Llueva o haga sol, siempre está allí, silenciosa y ausente. Lleva varias semanas acurrucada en el mismo sucio pedazo de acera aledaño a la puerta de una concurrida farmacia. Está ahí prácticamente todo el día, las noches no sé dónde las pasará.
Extremadamente flaca, con un rictus de dolor en los labios, la mirada perdida y un vaso vacío a modo de escudilla a cuyo lado un pedazo de cartón suplica con buena letra y ortografía: "Buenos días. Estoy enferma y en la calle. Una ayuda, por favor". Esa mujer no tiene aspecto de mendiga profesional, ni de drogadicta; suele estar aseada y aún vestida, como está, con ropas muy usadas se percibe el decoro en su escuálida amargura.
Hoy parece haberse quedado dormida con las gafas puestas, abrazada a un libro enorme que bien pudiera ser la Biblia; o quizás sea El Capital, ¿en este caso qué más da?
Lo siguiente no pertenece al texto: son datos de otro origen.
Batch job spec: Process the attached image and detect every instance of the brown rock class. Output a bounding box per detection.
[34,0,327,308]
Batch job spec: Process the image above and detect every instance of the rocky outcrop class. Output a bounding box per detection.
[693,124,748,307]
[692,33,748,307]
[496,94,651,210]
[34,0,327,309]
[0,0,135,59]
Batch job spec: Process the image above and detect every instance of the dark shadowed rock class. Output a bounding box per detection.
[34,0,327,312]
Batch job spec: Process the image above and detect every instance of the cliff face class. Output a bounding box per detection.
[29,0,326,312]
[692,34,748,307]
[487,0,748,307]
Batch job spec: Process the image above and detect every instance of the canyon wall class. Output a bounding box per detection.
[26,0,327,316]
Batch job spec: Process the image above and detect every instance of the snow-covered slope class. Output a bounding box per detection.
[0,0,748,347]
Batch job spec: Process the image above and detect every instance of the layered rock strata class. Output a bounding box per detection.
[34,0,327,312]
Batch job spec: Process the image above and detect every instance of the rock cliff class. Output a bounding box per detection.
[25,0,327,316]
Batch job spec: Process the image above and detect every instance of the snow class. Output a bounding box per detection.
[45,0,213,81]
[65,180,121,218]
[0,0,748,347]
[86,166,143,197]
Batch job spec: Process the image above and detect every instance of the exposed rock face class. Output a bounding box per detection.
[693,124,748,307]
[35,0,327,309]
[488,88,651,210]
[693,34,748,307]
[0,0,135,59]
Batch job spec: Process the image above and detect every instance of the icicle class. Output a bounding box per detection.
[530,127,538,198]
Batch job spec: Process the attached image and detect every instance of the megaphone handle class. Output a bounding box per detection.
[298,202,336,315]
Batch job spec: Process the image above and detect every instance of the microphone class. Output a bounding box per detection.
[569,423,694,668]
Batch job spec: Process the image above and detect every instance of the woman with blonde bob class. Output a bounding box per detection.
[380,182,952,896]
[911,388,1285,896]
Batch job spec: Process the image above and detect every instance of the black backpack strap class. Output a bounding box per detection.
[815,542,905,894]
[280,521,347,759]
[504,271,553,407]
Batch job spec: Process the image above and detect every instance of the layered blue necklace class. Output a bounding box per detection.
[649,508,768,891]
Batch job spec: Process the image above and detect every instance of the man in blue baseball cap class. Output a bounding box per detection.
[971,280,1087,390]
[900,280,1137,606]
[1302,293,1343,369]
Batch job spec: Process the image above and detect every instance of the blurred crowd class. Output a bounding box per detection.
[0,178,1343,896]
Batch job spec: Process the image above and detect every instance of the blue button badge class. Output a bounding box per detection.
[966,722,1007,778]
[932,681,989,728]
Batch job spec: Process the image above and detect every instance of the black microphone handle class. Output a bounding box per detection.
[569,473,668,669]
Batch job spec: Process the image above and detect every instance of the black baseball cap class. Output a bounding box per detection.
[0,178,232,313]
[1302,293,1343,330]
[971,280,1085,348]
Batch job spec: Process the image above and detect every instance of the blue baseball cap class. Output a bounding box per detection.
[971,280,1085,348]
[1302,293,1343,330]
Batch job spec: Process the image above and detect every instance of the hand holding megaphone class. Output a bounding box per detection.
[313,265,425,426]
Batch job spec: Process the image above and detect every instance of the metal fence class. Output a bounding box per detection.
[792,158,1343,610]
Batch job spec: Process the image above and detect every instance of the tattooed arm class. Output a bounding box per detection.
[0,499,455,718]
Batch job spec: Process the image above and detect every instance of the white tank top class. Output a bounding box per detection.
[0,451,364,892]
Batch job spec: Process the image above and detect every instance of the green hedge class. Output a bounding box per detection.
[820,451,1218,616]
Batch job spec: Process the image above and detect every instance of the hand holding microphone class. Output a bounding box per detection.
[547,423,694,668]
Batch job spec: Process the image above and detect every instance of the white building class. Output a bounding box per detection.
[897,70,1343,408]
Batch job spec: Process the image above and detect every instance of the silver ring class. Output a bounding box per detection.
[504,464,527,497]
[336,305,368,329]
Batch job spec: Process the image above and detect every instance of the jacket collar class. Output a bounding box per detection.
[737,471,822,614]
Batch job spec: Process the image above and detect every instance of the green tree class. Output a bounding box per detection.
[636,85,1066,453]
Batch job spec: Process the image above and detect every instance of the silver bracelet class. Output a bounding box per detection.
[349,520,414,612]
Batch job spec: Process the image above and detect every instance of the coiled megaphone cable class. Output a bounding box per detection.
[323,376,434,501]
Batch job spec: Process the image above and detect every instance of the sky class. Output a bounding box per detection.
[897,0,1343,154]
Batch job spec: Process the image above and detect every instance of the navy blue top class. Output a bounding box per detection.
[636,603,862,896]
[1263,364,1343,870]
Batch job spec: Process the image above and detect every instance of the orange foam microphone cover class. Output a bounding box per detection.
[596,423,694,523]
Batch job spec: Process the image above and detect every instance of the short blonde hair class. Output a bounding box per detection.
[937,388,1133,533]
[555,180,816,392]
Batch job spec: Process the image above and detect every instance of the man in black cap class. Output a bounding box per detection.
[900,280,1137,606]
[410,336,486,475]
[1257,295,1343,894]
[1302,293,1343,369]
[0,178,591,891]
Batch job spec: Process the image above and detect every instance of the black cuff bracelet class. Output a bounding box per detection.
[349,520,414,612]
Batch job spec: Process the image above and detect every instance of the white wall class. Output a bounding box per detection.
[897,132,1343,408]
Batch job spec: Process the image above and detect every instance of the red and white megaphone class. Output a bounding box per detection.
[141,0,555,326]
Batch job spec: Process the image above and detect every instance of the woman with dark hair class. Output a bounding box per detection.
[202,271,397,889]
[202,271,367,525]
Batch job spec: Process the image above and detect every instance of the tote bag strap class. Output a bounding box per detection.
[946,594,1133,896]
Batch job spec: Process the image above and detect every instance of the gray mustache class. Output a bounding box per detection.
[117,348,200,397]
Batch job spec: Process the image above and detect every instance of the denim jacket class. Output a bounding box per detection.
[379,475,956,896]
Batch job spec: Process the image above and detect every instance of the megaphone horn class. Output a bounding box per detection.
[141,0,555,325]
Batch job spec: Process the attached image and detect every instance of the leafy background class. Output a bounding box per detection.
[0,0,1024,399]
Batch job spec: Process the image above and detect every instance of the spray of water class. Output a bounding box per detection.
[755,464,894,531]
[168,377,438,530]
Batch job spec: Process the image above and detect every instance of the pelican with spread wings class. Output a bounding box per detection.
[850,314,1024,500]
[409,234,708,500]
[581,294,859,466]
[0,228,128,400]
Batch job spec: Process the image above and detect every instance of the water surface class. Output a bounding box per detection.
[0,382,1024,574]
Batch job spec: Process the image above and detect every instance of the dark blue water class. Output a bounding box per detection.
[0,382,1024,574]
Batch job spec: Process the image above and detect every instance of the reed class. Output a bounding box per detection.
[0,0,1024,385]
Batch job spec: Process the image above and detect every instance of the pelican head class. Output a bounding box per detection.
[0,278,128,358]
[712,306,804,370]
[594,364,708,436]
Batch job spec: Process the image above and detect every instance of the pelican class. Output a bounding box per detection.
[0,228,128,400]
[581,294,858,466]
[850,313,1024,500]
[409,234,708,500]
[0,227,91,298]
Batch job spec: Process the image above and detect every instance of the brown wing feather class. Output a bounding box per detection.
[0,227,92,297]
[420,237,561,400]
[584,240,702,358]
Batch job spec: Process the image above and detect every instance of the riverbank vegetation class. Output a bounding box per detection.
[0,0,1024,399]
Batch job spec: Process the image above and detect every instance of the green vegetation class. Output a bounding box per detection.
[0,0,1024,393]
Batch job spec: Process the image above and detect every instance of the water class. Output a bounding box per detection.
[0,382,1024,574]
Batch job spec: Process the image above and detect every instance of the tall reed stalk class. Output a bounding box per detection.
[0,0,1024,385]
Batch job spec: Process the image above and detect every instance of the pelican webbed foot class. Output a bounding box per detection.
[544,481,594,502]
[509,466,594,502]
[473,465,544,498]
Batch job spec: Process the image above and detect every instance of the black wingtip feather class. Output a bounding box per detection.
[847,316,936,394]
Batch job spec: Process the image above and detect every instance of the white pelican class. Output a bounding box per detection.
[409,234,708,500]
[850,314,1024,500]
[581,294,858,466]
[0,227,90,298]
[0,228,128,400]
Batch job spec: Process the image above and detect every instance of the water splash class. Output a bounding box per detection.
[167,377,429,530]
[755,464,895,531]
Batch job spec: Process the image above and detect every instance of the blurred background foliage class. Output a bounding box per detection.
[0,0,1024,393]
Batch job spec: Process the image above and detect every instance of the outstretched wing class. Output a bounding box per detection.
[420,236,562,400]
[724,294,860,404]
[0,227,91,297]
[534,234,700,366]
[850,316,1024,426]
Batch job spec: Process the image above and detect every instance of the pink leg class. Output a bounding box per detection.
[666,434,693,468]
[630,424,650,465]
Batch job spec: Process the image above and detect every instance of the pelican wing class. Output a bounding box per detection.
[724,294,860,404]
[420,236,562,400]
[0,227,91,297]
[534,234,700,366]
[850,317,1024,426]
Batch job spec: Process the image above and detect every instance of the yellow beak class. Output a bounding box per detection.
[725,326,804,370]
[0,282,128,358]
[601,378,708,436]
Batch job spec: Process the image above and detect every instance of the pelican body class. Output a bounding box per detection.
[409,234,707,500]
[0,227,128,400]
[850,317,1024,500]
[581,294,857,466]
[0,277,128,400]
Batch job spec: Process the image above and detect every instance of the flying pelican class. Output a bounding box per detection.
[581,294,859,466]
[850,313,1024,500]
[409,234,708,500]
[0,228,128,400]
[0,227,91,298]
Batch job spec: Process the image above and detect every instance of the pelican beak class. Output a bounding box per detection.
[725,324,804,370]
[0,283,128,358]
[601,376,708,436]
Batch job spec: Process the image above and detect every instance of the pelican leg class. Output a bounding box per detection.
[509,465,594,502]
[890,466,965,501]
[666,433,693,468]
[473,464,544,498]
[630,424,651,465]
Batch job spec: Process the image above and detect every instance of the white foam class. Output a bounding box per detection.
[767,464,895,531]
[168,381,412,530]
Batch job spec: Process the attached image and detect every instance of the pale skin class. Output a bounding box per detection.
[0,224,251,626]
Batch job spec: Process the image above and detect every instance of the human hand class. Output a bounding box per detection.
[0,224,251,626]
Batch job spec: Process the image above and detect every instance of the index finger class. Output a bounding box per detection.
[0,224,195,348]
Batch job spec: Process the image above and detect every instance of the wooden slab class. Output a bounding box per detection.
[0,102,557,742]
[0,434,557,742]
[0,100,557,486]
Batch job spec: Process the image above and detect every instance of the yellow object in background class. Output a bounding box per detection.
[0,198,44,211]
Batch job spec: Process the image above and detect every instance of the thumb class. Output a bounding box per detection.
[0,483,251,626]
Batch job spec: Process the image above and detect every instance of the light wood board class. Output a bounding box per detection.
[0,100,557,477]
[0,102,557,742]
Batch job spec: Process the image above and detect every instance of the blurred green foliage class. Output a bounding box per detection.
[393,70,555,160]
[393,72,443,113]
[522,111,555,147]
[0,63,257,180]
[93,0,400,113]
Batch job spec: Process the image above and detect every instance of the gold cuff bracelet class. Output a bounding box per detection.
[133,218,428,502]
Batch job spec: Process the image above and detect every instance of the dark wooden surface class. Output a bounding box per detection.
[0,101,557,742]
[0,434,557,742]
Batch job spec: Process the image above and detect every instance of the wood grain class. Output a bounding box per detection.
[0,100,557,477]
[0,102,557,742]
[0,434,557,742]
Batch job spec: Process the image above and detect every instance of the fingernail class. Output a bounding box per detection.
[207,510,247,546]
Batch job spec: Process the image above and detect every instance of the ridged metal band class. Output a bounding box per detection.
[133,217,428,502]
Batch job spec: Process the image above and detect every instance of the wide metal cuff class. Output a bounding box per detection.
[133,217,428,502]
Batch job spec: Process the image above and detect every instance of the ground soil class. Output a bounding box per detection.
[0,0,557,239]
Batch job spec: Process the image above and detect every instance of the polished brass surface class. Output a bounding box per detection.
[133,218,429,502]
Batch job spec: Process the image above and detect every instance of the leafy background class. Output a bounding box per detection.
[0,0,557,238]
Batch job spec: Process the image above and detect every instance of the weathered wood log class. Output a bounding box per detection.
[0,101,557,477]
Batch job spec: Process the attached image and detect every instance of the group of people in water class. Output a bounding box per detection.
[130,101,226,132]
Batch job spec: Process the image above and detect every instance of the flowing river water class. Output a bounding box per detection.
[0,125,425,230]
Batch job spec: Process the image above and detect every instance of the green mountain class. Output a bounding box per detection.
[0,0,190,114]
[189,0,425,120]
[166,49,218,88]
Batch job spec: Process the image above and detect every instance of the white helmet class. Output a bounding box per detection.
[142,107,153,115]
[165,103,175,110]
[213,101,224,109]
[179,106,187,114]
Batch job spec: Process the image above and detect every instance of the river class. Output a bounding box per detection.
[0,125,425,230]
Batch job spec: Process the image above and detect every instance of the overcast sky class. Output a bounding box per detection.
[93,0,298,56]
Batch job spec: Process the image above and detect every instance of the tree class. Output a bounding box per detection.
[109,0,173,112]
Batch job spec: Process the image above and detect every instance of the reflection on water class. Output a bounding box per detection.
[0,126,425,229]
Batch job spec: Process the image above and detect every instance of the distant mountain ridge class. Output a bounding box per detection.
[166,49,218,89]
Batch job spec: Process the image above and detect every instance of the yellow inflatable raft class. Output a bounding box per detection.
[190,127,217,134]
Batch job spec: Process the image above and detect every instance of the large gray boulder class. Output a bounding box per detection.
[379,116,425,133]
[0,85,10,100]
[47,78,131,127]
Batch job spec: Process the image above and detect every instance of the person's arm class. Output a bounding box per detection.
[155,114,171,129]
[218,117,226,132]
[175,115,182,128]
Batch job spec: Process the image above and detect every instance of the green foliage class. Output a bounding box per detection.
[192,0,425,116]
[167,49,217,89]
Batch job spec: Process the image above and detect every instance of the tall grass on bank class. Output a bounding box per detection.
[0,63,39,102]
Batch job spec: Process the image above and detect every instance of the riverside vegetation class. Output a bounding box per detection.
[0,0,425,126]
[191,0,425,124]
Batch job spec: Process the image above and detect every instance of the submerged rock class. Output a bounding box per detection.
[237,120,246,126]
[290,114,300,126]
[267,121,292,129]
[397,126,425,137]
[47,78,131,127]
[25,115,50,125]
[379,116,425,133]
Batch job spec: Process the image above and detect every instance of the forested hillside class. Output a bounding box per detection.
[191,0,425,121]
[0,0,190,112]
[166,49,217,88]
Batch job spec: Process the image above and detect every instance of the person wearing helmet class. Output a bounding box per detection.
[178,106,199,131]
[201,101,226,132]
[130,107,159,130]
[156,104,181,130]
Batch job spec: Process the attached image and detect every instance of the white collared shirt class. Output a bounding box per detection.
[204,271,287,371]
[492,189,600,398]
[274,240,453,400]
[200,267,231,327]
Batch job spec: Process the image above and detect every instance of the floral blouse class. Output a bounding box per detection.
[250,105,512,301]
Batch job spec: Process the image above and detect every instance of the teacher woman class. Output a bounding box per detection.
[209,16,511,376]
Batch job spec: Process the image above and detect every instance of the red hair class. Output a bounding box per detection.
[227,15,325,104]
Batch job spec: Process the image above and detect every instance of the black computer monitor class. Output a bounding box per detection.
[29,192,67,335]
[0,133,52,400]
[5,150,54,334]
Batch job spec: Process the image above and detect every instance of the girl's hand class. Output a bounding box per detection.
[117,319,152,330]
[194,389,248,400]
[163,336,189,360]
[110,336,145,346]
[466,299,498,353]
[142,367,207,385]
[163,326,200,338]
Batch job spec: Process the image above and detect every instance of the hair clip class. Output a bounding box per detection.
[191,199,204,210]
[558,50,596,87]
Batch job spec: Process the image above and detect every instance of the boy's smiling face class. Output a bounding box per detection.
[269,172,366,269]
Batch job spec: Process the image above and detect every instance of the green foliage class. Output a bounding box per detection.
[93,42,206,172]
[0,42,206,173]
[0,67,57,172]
No conozco mucha gente capaz de dormir abrazada a un libro.
Los transeúntes pasamos a su lado sin apenas mirarla. Como si no existiera nada en ese sucio pedazo de acera donde una mujer agoniza asida a un libro. Si fuera un perro abandonado, ya alguien (¡somos tan solidarios!) habría tenido compasión de ella: siempre cabe uno más en la protectora de animales.